Fruitlands: Louisa May Alcott Made Perfect
Louisa is just a 10-year-old "little woman" when her idealistic father, Bronson Alcott, uproots the family and transplants them to his transcendentalist utopia: Fruitlands. Informed that a journal is the way one comes to know oneself, Louisa chronicles the family's eight-month stay. In her public journal, she subscribes to her father's ideals and tries to "be made perfect" in accord with the mission of Fruitlands. In her secret diary, she records her frustrations and provides a surprisingly astute look at her fellow Fruitlanders.
"Father sees a different world from the one we see," Louisa writes in her secret diary. "He can put apples on a bare twig and fill an empty field with golden wheat." Such observations appear frequently throughout the pages of this slim novel, offering a look at Fruitlands that captures an experiment driven by noble ideals but doomed by impracticality.
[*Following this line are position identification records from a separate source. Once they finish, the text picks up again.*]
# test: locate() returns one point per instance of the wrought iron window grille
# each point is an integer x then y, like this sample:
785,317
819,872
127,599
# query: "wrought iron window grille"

Though Louisa's commentary is occasionally critical, she maintains her desire to see her father's dream succeed, and her love for him pulls her through disappointment and destitute times.
Whelan, a National Book Award winner, has created a rich character, torn between the desire to please her father by allowing herself to be "perfected" by his molding and the yearning to maintain her own individuality. The result is a protagonist who finds, ultimately, that having dreams requires being true to oneself. This discovery allows Louisa to reconcile herself to the failure of her father's dream and to resolve that in the future she'll have dreams of her own.